# New tracker deal?



## davep (18 Apr 2011)

Just wondering if the new deal is offered by AIB. I have a tracker of 137k. Repay 1117 per month for next 11 years or so. I could afford to pay off about 40k. My existing tracker is .6 above the ECB. I feel it might be good to clear as much as I can but there are always wise advice here from those who totally understand these issues. Any feedback would be great.
Thanks
Dave


----------



## Gekko (18 Apr 2011)

I think that you'd be mad to overpay in relation to this mortgage.

You're funded at ECB + 0.6%. You can easily get a (net of DIRT) deposit rate in excess of this.

For example, BOI are currently offering a 2 year deposit product paying 3% in the first year and 6% in the second year (i.e. 4.5% over the lifetime of the product). You can withdraw the funds if needs be after one year.

If you lodged your €40,000 into the above product, your "after DIRT" take for the two years would be €2,628 [i.e. €40,000 x 2 x (4.5% x 73%)]

During the same period, you'd pay interest of €1,480 (i.e. €40,000 x 2 x 1.85%) on €40,000 of your mortgage (at a current rate of 1.85%).

The ECB rate would have to rise a hell of a lot before paying down your mortgage would make sense, and even then deposit products "beating" your mortgage rate should be available.


----------



## davep (18 Apr 2011)

Can I ask a straight question. If I paid off 40k then the mortgage would reduce by 44k. Would this not help? I have put my extra into AIB at 4.45 over one year as I told them I was offered 4.5 by Ulster bank. They said they could do 4.45 and I felt that the extra messing about was not worth the .05. So that's my situation now? Does it. Still make sence to sit tight


----------



## serotoninsid (18 Apr 2011)

@Gekko:  Is there not an additional factor right now, re. deposit risk?

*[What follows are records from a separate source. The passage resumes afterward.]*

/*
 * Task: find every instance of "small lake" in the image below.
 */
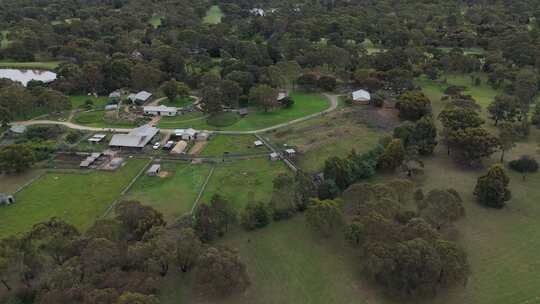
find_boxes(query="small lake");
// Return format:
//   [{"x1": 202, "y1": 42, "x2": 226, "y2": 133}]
[{"x1": 0, "y1": 69, "x2": 56, "y2": 86}]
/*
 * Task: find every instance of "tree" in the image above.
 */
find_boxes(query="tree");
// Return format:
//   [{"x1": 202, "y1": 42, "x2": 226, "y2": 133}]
[
  {"x1": 0, "y1": 145, "x2": 35, "y2": 173},
  {"x1": 447, "y1": 128, "x2": 500, "y2": 166},
  {"x1": 201, "y1": 86, "x2": 223, "y2": 114},
  {"x1": 160, "y1": 79, "x2": 189, "y2": 102},
  {"x1": 508, "y1": 155, "x2": 538, "y2": 180},
  {"x1": 323, "y1": 157, "x2": 353, "y2": 190},
  {"x1": 396, "y1": 91, "x2": 431, "y2": 121},
  {"x1": 195, "y1": 247, "x2": 249, "y2": 295},
  {"x1": 249, "y1": 84, "x2": 277, "y2": 112},
  {"x1": 240, "y1": 201, "x2": 271, "y2": 230},
  {"x1": 175, "y1": 228, "x2": 203, "y2": 272},
  {"x1": 306, "y1": 199, "x2": 343, "y2": 237},
  {"x1": 474, "y1": 165, "x2": 511, "y2": 209},
  {"x1": 114, "y1": 201, "x2": 165, "y2": 240},
  {"x1": 379, "y1": 138, "x2": 405, "y2": 170},
  {"x1": 488, "y1": 95, "x2": 520, "y2": 126}
]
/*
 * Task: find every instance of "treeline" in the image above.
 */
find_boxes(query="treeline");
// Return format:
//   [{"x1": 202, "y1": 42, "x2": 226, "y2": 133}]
[{"x1": 0, "y1": 198, "x2": 249, "y2": 304}]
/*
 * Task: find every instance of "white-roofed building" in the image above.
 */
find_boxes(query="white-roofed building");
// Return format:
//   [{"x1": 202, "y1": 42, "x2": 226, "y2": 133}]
[
  {"x1": 128, "y1": 91, "x2": 152, "y2": 103},
  {"x1": 352, "y1": 90, "x2": 371, "y2": 104},
  {"x1": 109, "y1": 125, "x2": 159, "y2": 148},
  {"x1": 174, "y1": 128, "x2": 197, "y2": 140},
  {"x1": 143, "y1": 105, "x2": 178, "y2": 116}
]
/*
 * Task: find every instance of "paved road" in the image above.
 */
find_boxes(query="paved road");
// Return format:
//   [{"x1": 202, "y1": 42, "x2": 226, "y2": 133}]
[{"x1": 12, "y1": 94, "x2": 338, "y2": 135}]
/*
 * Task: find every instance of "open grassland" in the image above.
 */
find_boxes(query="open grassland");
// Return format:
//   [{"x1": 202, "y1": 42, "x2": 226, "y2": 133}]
[
  {"x1": 416, "y1": 74, "x2": 502, "y2": 117},
  {"x1": 73, "y1": 110, "x2": 137, "y2": 128},
  {"x1": 264, "y1": 107, "x2": 386, "y2": 172},
  {"x1": 0, "y1": 31, "x2": 10, "y2": 49},
  {"x1": 69, "y1": 95, "x2": 109, "y2": 109},
  {"x1": 159, "y1": 93, "x2": 329, "y2": 131},
  {"x1": 148, "y1": 15, "x2": 163, "y2": 28},
  {"x1": 202, "y1": 158, "x2": 290, "y2": 210},
  {"x1": 0, "y1": 61, "x2": 62, "y2": 70},
  {"x1": 126, "y1": 162, "x2": 210, "y2": 223},
  {"x1": 0, "y1": 160, "x2": 146, "y2": 237},
  {"x1": 204, "y1": 5, "x2": 223, "y2": 24},
  {"x1": 201, "y1": 135, "x2": 269, "y2": 156}
]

Who's to say we don't wake up one morning and any irish held deposits are frozen?  Other than that uncertainty, I was of the opinion never to pay back my tracker early -and have been accumulating and tying up my hard earned savings in rolling 1 year fixed deposit accounts...although a bit uneasy about it right now..


----------



## Brendan Burgess (18 Apr 2011)

Lads

You are off topic here as AIB have no such deal. If they announce a deal, then you can do the calculations for dave

Brendan


----------